CEO: Acordo alcançado com a Alexandra.

CFO: Pensava que ia demorar mais tempo. Parabéns.

A segunda:

CEO: A Alexandra respondeu?

CFO: Não.

CEO: Liga-lhe, se fora necessário: Claro que tu não sabes de nada.

CFO: Claro.

Percebe-se que, afinal, Gonçalo Pires sabia do processo. Tanto que até tinha uma opinião sobre quanto tempo poderia demorar a ser alcançado. E participou nele, ao ponto de ter uma ordem da CEO para falar com Alexandra Reis, uma espécie de missão secreta sobre a qual deveria negar saber o que fosse. Ordem que, diga-se, cumpriu com excelência, como se comprovou pelas respostas que deu na audição.
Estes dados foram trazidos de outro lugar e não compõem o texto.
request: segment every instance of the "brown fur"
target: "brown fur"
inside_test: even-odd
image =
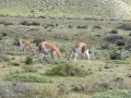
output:
[[[39,53],[41,53],[41,52],[45,53],[46,52],[43,45],[46,47],[46,49],[50,49],[48,52],[51,54],[52,60],[53,60],[53,51],[56,51],[58,58],[60,60],[62,60],[62,57],[61,57],[61,53],[60,53],[59,49],[56,47],[55,44],[51,44],[49,41],[43,41],[38,45]]]
[[[19,39],[17,42],[16,42],[16,46],[17,46],[17,47],[21,46],[20,41],[22,41],[22,44],[25,44],[25,47],[28,46],[28,48],[33,51],[33,48],[32,48],[32,46],[31,46],[31,42],[29,42],[27,39]],[[24,48],[25,48],[25,47],[24,47]],[[23,48],[23,50],[24,50],[24,48]]]

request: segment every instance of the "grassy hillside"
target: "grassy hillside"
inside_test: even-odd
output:
[[[0,0],[0,15],[130,20],[129,0]]]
Quanto à diferença que o CFO quis sublinhar entre conhecimento oficial e informal, fica uma bocado esbatida quando constatamos (também pela reportagem da CNN) que a informalidade das mensagens por telemóvel é a mesma que é usada nas comunicações entre a CEO e o Secretário de Estado da tutela a propósito das decisões do Ministro das Infraestruturas. Que, recorde-se, era Pedro Nuno Santos, outro que na altura também não sabia de nada. Logo, na TAP, o WhatsApp não é uma mera aplicação de telemóvel para combinar jogos de padel com os colegas, é uma ferramenta profissional utilizada ao mais alto nível. Gonçalo Pires está a fazer confusão entre “conversa informal” e “conserva em formol”. Só esta última permite a preservação.

Espero que nunca privatizem a TAP. Ficarei muito desgostoso se a venderam, especialmente se for à Lufthansa. Não me apetece nada ter de aprender alemão para poder assistir às peripécias da TAP nas comissões de inquérito do Bundestag. Já desliguei as legendas a ver uma série escandinava e não é nada divertido.